Seller concession is sometimes also known as seller credits or seller contributions. Seller concession is essentially where the seller is going to pay a portion of your closing costs.
Now, let us note that we are talking about a portion of your closing costs and not all of the closing costs. The seller will pay a percentage of the purchase price to go towards the costs that are required for you to close on a property.
Some of these costs are appraisals, title fees, taxes, insurance, recording fees, and more.
Everything associated with you closing on a property and acquiring a loan is going to be the closing cost so the seller will be able to give you a credit if you can negotiate it well towards those closing costs.
Something to keep in mind here is that closing costs will never be able to go towards your down payment. Your down payment is going to be the minimum required investment for a property.

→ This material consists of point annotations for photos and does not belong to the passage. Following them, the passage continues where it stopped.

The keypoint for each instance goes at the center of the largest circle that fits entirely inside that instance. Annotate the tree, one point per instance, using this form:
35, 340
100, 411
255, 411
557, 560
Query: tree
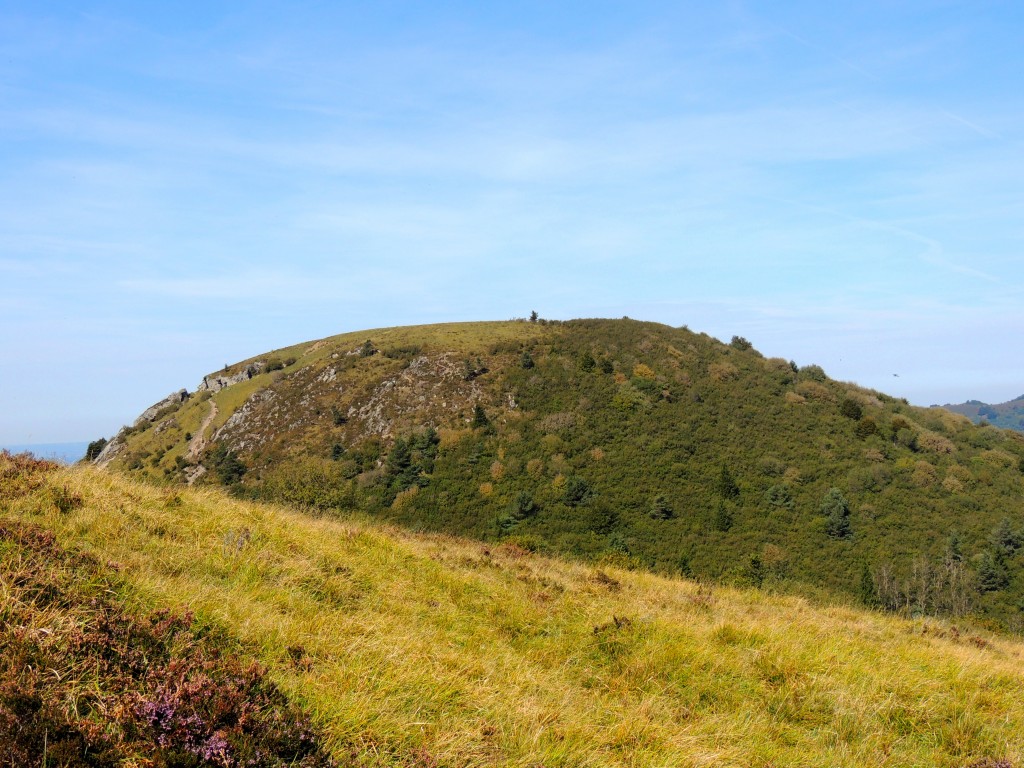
756, 570
1004, 539
851, 409
225, 463
865, 428
836, 510
738, 342
868, 593
779, 496
660, 508
523, 506
480, 420
727, 487
992, 573
723, 517
578, 491
95, 449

For example, let’s say you are putting 3% down on a property. Maybe the seller is giving you 3% in closing cost, they don’t equal out.
Because what is happening is we have 3% of our down payment, we also have the closing cost added on top of that and then any seller concessions which we get are going to drop it down.
This number will never be able to cut into the down payment required. So the seller concessions only go to pay down a portion of the closing costs.
Seller concessions are limited by loan types. Not all loans have the same amount of seller concessions.
For example, investment loans most of the time have a maximum of 2% of the purchase price to be used as closing costs.